Acórdão nº 4724/10.6TBSTB.E1.S1 de Supremo Tribunal de Justiça (Portugal), 27 de Novembro de 2018
Magistrado Responsável | GRAÇA AMARAL |
Data da Resolução | 27 de Novembro de 2018 |
Emissor | Supremo Tribunal de Justiça (Portugal) |
Acordam na 6ª Secção Cível do Supremo Tribunal de Justiça, I – relatório 1. AA, S.A. e BB, S.A., intentaram acção contra CC, DD e EE[1], pedindo: - a resolução do contrato-promessa dos autos, por incumprimento imputável aos 1.º e 2.º Réus, e serem estes condenados a pagar às Autoras a quantia de € 6.675.000,00, a título de indemnização correspondente à devolução, em dobro, do sinal por estas prestado, acrescida dos juros vencidos e vincendos, desde a citação até efectivo e integral pagamento.
Subsidiariamente, e na situação da improcedência deste pedido; - a anulação do contrato-promessa dos autos, por erro sobre o objecto e os motivos do negócio, e serem os Réus condenados a pagar às Autoras a quantia de € 3.337.500,00, a título de restituição, em singelo, do sinal prestado, acrescida dos juros vencidos e vincendos desde a citação até efectivo e integral pagamento.
Ainda, subsidiariamente; - a execução específica do contrato-promessa dos autos, com a declaração de venda às Autoras das participações sociais que compõem o capital social da 3.ª Ré, e, indirectamente, por via dessa venda, a venda da ....
Alegaram para o efeito e essencialmente que através da celebração de um contrato-promessa de cessão das quotas representativas da totalidade do capital da sociedade EE, que os 1.ºs e 2.ºs Réus nela detinham, estes se obrigaram a vender o prédio rústico ..., que constituía o único activo da referida sociedade.

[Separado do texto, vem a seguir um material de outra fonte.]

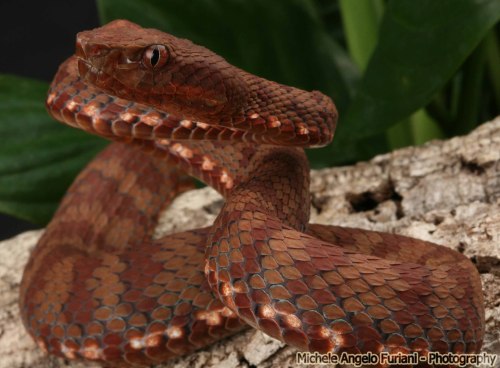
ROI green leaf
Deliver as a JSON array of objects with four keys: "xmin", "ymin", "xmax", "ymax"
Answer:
[
  {"xmin": 0, "ymin": 75, "xmax": 105, "ymax": 225},
  {"xmin": 338, "ymin": 0, "xmax": 500, "ymax": 144},
  {"xmin": 340, "ymin": 0, "xmax": 384, "ymax": 70}
]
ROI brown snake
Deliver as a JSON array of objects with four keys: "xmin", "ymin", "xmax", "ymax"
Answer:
[{"xmin": 20, "ymin": 20, "xmax": 484, "ymax": 366}]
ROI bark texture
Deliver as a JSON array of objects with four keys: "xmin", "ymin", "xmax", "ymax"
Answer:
[{"xmin": 0, "ymin": 117, "xmax": 500, "ymax": 368}]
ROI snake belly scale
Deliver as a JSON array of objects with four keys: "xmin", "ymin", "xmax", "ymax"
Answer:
[{"xmin": 20, "ymin": 20, "xmax": 484, "ymax": 366}]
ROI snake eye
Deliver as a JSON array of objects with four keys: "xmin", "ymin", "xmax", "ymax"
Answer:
[{"xmin": 142, "ymin": 45, "xmax": 170, "ymax": 69}]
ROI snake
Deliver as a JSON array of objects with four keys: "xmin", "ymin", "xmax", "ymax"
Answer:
[{"xmin": 20, "ymin": 20, "xmax": 485, "ymax": 366}]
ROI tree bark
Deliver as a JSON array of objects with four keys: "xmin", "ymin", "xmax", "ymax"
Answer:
[{"xmin": 0, "ymin": 117, "xmax": 500, "ymax": 368}]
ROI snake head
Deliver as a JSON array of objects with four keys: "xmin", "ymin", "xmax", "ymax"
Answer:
[{"xmin": 76, "ymin": 20, "xmax": 247, "ymax": 122}]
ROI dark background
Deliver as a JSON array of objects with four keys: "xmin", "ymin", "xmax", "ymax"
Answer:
[{"xmin": 0, "ymin": 0, "xmax": 99, "ymax": 240}]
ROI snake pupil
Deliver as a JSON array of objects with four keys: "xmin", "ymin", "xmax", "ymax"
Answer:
[{"xmin": 151, "ymin": 47, "xmax": 160, "ymax": 67}]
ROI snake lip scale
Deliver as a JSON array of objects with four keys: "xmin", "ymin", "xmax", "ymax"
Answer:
[{"xmin": 20, "ymin": 20, "xmax": 484, "ymax": 366}]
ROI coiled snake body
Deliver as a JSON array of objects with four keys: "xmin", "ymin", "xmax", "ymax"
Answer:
[{"xmin": 20, "ymin": 21, "xmax": 484, "ymax": 365}]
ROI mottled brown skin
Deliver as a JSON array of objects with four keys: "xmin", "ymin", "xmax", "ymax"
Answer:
[{"xmin": 20, "ymin": 21, "xmax": 484, "ymax": 366}]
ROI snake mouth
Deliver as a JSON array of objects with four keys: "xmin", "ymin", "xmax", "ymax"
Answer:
[{"xmin": 46, "ymin": 56, "xmax": 255, "ymax": 146}]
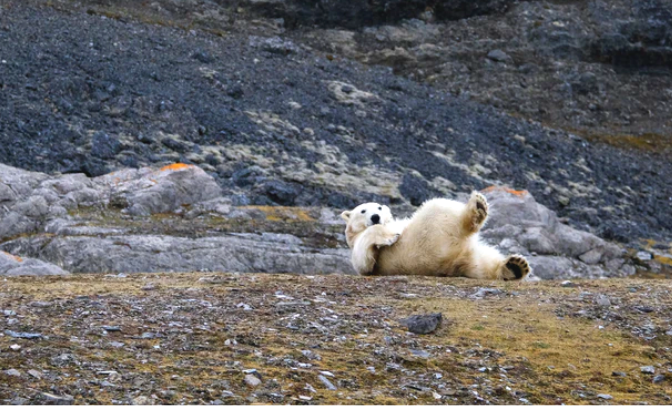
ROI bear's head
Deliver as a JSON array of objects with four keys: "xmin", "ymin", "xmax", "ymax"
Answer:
[{"xmin": 341, "ymin": 203, "xmax": 394, "ymax": 247}]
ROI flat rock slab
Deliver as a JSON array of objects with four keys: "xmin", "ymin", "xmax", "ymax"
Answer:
[{"xmin": 0, "ymin": 251, "xmax": 69, "ymax": 276}]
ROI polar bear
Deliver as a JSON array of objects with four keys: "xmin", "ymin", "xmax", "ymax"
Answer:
[{"xmin": 341, "ymin": 192, "xmax": 530, "ymax": 280}]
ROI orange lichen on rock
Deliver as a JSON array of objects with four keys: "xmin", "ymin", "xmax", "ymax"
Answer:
[
  {"xmin": 159, "ymin": 163, "xmax": 194, "ymax": 171},
  {"xmin": 483, "ymin": 186, "xmax": 528, "ymax": 197},
  {"xmin": 0, "ymin": 251, "xmax": 23, "ymax": 262}
]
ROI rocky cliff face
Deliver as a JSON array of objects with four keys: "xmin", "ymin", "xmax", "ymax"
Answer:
[
  {"xmin": 0, "ymin": 164, "xmax": 636, "ymax": 279},
  {"xmin": 0, "ymin": 0, "xmax": 672, "ymax": 278}
]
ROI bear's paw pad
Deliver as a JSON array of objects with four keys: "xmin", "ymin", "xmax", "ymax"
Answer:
[{"xmin": 504, "ymin": 255, "xmax": 530, "ymax": 281}]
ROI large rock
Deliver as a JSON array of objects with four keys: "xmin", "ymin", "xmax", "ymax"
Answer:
[
  {"xmin": 3, "ymin": 233, "xmax": 354, "ymax": 274},
  {"xmin": 482, "ymin": 187, "xmax": 634, "ymax": 279},
  {"xmin": 0, "ymin": 164, "xmax": 634, "ymax": 279},
  {"xmin": 0, "ymin": 164, "xmax": 221, "ymax": 239}
]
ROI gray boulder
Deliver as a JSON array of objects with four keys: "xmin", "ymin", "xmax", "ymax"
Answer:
[
  {"xmin": 0, "ymin": 251, "xmax": 69, "ymax": 276},
  {"xmin": 481, "ymin": 187, "xmax": 632, "ymax": 279}
]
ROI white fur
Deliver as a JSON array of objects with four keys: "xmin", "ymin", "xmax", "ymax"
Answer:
[{"xmin": 344, "ymin": 192, "xmax": 529, "ymax": 279}]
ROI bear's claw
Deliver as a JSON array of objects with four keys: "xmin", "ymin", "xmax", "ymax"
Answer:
[
  {"xmin": 504, "ymin": 255, "xmax": 530, "ymax": 281},
  {"xmin": 467, "ymin": 192, "xmax": 489, "ymax": 231}
]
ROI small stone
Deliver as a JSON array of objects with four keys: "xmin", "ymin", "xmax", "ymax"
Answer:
[
  {"xmin": 245, "ymin": 374, "xmax": 261, "ymax": 388},
  {"xmin": 400, "ymin": 313, "xmax": 443, "ymax": 334},
  {"xmin": 319, "ymin": 375, "xmax": 336, "ymax": 390},
  {"xmin": 636, "ymin": 251, "xmax": 653, "ymax": 261},
  {"xmin": 411, "ymin": 349, "xmax": 432, "ymax": 359},
  {"xmin": 595, "ymin": 295, "xmax": 611, "ymax": 307},
  {"xmin": 5, "ymin": 330, "xmax": 42, "ymax": 340},
  {"xmin": 488, "ymin": 49, "xmax": 511, "ymax": 62},
  {"xmin": 5, "ymin": 368, "xmax": 21, "ymax": 377},
  {"xmin": 28, "ymin": 369, "xmax": 42, "ymax": 379},
  {"xmin": 40, "ymin": 392, "xmax": 75, "ymax": 405},
  {"xmin": 639, "ymin": 365, "xmax": 656, "ymax": 375},
  {"xmin": 472, "ymin": 288, "xmax": 502, "ymax": 297},
  {"xmin": 133, "ymin": 396, "xmax": 154, "ymax": 405}
]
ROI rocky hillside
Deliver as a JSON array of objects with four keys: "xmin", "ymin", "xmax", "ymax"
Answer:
[
  {"xmin": 0, "ymin": 273, "xmax": 672, "ymax": 404},
  {"xmin": 0, "ymin": 0, "xmax": 672, "ymax": 249}
]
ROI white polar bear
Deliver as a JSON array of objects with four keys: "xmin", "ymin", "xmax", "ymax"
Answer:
[{"xmin": 341, "ymin": 192, "xmax": 530, "ymax": 280}]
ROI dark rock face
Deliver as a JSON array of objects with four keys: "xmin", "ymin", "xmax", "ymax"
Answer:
[
  {"xmin": 246, "ymin": 0, "xmax": 514, "ymax": 28},
  {"xmin": 591, "ymin": 0, "xmax": 672, "ymax": 68}
]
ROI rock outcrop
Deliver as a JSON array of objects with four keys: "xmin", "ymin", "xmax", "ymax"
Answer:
[
  {"xmin": 482, "ymin": 187, "xmax": 635, "ymax": 279},
  {"xmin": 0, "ymin": 164, "xmax": 635, "ymax": 279},
  {"xmin": 0, "ymin": 251, "xmax": 69, "ymax": 276}
]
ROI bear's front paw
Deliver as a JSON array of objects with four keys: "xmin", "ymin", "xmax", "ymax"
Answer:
[
  {"xmin": 502, "ymin": 255, "xmax": 530, "ymax": 281},
  {"xmin": 376, "ymin": 234, "xmax": 401, "ymax": 248}
]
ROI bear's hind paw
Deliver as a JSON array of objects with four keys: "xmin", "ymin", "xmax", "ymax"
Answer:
[
  {"xmin": 467, "ymin": 192, "xmax": 490, "ymax": 231},
  {"xmin": 502, "ymin": 255, "xmax": 530, "ymax": 281}
]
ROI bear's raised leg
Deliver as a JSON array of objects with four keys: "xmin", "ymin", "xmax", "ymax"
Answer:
[
  {"xmin": 461, "ymin": 192, "xmax": 489, "ymax": 235},
  {"xmin": 500, "ymin": 255, "xmax": 531, "ymax": 281},
  {"xmin": 351, "ymin": 224, "xmax": 399, "ymax": 275}
]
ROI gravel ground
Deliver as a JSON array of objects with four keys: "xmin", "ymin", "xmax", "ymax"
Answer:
[{"xmin": 0, "ymin": 273, "xmax": 672, "ymax": 404}]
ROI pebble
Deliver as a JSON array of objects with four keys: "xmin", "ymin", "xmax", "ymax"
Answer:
[
  {"xmin": 40, "ymin": 392, "xmax": 75, "ymax": 405},
  {"xmin": 5, "ymin": 368, "xmax": 21, "ymax": 377},
  {"xmin": 400, "ymin": 313, "xmax": 443, "ymax": 334},
  {"xmin": 411, "ymin": 349, "xmax": 432, "ymax": 358},
  {"xmin": 636, "ymin": 251, "xmax": 653, "ymax": 261},
  {"xmin": 28, "ymin": 369, "xmax": 42, "ymax": 379},
  {"xmin": 319, "ymin": 375, "xmax": 336, "ymax": 390},
  {"xmin": 133, "ymin": 396, "xmax": 154, "ymax": 405},
  {"xmin": 472, "ymin": 288, "xmax": 502, "ymax": 297},
  {"xmin": 595, "ymin": 295, "xmax": 611, "ymax": 307},
  {"xmin": 5, "ymin": 330, "xmax": 42, "ymax": 340},
  {"xmin": 245, "ymin": 374, "xmax": 261, "ymax": 388},
  {"xmin": 488, "ymin": 49, "xmax": 511, "ymax": 62},
  {"xmin": 639, "ymin": 365, "xmax": 656, "ymax": 375}
]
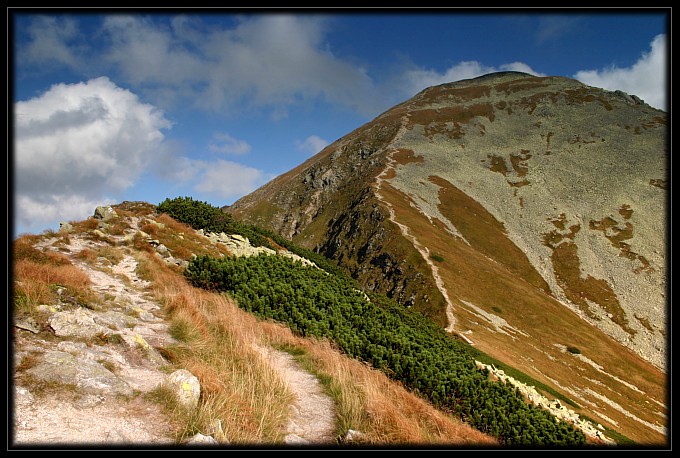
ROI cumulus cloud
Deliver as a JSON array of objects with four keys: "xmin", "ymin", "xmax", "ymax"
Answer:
[
  {"xmin": 574, "ymin": 34, "xmax": 668, "ymax": 111},
  {"xmin": 296, "ymin": 135, "xmax": 328, "ymax": 156},
  {"xmin": 195, "ymin": 160, "xmax": 271, "ymax": 200},
  {"xmin": 404, "ymin": 61, "xmax": 545, "ymax": 97},
  {"xmin": 208, "ymin": 132, "xmax": 252, "ymax": 155},
  {"xmin": 14, "ymin": 77, "xmax": 171, "ymax": 231}
]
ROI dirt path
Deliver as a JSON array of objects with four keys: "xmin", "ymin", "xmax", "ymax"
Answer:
[
  {"xmin": 375, "ymin": 146, "xmax": 462, "ymax": 336},
  {"xmin": 10, "ymin": 237, "xmax": 335, "ymax": 448},
  {"xmin": 258, "ymin": 347, "xmax": 335, "ymax": 444}
]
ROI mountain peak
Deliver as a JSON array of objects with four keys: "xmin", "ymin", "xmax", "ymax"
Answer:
[{"xmin": 228, "ymin": 72, "xmax": 668, "ymax": 444}]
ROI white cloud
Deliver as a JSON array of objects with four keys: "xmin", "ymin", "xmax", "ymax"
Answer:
[
  {"xmin": 208, "ymin": 132, "xmax": 251, "ymax": 155},
  {"xmin": 14, "ymin": 77, "xmax": 171, "ymax": 231},
  {"xmin": 404, "ymin": 61, "xmax": 545, "ymax": 97},
  {"xmin": 93, "ymin": 14, "xmax": 378, "ymax": 119},
  {"xmin": 574, "ymin": 34, "xmax": 668, "ymax": 111},
  {"xmin": 296, "ymin": 135, "xmax": 328, "ymax": 156},
  {"xmin": 195, "ymin": 160, "xmax": 270, "ymax": 200}
]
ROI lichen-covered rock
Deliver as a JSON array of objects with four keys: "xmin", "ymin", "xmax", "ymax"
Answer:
[
  {"xmin": 94, "ymin": 205, "xmax": 118, "ymax": 222},
  {"xmin": 164, "ymin": 369, "xmax": 201, "ymax": 409}
]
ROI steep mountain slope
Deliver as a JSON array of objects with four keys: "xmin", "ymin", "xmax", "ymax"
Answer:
[{"xmin": 225, "ymin": 72, "xmax": 668, "ymax": 444}]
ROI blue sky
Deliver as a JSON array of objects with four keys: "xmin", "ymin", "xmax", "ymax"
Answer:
[{"xmin": 8, "ymin": 8, "xmax": 670, "ymax": 236}]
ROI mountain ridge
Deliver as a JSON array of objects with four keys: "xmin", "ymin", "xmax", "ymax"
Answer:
[{"xmin": 224, "ymin": 72, "xmax": 668, "ymax": 444}]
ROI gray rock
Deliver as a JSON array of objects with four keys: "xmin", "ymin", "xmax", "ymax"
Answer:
[
  {"xmin": 26, "ymin": 351, "xmax": 132, "ymax": 396},
  {"xmin": 50, "ymin": 309, "xmax": 110, "ymax": 339}
]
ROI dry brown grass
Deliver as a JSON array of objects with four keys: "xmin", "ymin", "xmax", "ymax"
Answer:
[
  {"xmin": 374, "ymin": 180, "xmax": 667, "ymax": 445},
  {"xmin": 13, "ymin": 237, "xmax": 97, "ymax": 316},
  {"xmin": 252, "ymin": 322, "xmax": 499, "ymax": 447},
  {"xmin": 129, "ymin": 229, "xmax": 498, "ymax": 447}
]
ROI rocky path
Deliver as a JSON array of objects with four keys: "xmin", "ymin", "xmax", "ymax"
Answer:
[
  {"xmin": 8, "ymin": 233, "xmax": 335, "ymax": 448},
  {"xmin": 258, "ymin": 347, "xmax": 335, "ymax": 445}
]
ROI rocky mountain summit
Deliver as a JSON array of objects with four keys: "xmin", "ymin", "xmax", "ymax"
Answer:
[{"xmin": 224, "ymin": 72, "xmax": 669, "ymax": 444}]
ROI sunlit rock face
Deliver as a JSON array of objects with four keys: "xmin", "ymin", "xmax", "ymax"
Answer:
[{"xmin": 225, "ymin": 72, "xmax": 668, "ymax": 448}]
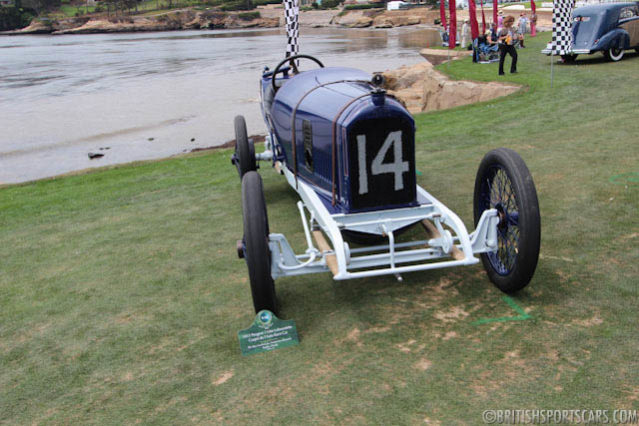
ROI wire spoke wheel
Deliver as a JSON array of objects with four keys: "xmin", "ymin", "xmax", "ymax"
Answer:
[
  {"xmin": 474, "ymin": 148, "xmax": 541, "ymax": 292},
  {"xmin": 242, "ymin": 171, "xmax": 277, "ymax": 313}
]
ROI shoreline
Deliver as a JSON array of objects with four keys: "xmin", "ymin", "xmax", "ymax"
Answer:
[{"xmin": 0, "ymin": 7, "xmax": 551, "ymax": 36}]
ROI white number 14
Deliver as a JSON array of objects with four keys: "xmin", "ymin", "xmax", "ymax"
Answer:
[{"xmin": 357, "ymin": 130, "xmax": 409, "ymax": 195}]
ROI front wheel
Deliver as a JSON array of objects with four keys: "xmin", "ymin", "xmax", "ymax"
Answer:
[
  {"xmin": 604, "ymin": 47, "xmax": 623, "ymax": 62},
  {"xmin": 242, "ymin": 171, "xmax": 277, "ymax": 313},
  {"xmin": 473, "ymin": 148, "xmax": 541, "ymax": 293}
]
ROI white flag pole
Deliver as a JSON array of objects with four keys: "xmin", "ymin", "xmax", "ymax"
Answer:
[{"xmin": 550, "ymin": 50, "xmax": 555, "ymax": 89}]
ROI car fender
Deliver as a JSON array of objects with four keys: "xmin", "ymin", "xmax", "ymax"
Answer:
[{"xmin": 592, "ymin": 28, "xmax": 630, "ymax": 50}]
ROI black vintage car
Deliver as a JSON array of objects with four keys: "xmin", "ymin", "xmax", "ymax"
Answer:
[{"xmin": 543, "ymin": 2, "xmax": 639, "ymax": 62}]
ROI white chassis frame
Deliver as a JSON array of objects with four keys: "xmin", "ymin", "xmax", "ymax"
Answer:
[{"xmin": 256, "ymin": 137, "xmax": 499, "ymax": 281}]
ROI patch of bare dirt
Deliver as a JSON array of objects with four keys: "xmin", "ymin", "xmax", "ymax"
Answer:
[
  {"xmin": 415, "ymin": 358, "xmax": 433, "ymax": 371},
  {"xmin": 573, "ymin": 314, "xmax": 603, "ymax": 327},
  {"xmin": 211, "ymin": 371, "xmax": 233, "ymax": 386},
  {"xmin": 384, "ymin": 62, "xmax": 522, "ymax": 114},
  {"xmin": 434, "ymin": 306, "xmax": 470, "ymax": 322}
]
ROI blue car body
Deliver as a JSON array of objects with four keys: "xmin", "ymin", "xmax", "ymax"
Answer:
[{"xmin": 261, "ymin": 67, "xmax": 418, "ymax": 214}]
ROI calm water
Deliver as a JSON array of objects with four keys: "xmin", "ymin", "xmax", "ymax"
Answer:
[{"xmin": 0, "ymin": 28, "xmax": 437, "ymax": 183}]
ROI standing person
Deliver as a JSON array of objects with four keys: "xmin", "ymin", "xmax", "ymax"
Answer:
[
  {"xmin": 517, "ymin": 13, "xmax": 528, "ymax": 49},
  {"xmin": 530, "ymin": 12, "xmax": 537, "ymax": 37},
  {"xmin": 461, "ymin": 19, "xmax": 470, "ymax": 49},
  {"xmin": 490, "ymin": 22, "xmax": 497, "ymax": 43},
  {"xmin": 497, "ymin": 15, "xmax": 519, "ymax": 75}
]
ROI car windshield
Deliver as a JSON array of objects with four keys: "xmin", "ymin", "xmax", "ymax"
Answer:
[{"xmin": 573, "ymin": 14, "xmax": 601, "ymax": 44}]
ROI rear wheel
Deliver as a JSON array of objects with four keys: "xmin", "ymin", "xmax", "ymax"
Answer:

Referiram ainda as Autoras que no prédio rústico em causa visavam realizar um projecto imobiliário o qual se lhes revelou gorado face à falta de capacidade edificativa do imóvel, tendo sido tal capacidade o pressuposto do negócio celebrado entre as partes.
Considerando que a manifestação de vontade declarada na certificação de comparência no Cartório Notarial de não outorga da escritura não configura uma recusa ilícita de cumprimento do contrato-promessa, concluem que não ocorre fundamento para a resolução do contrato-promessa operada pelos Réus através da carta que enviaram em 26-03-2010. Em consequência imputam a estes o incumprimento definitivo do contrato.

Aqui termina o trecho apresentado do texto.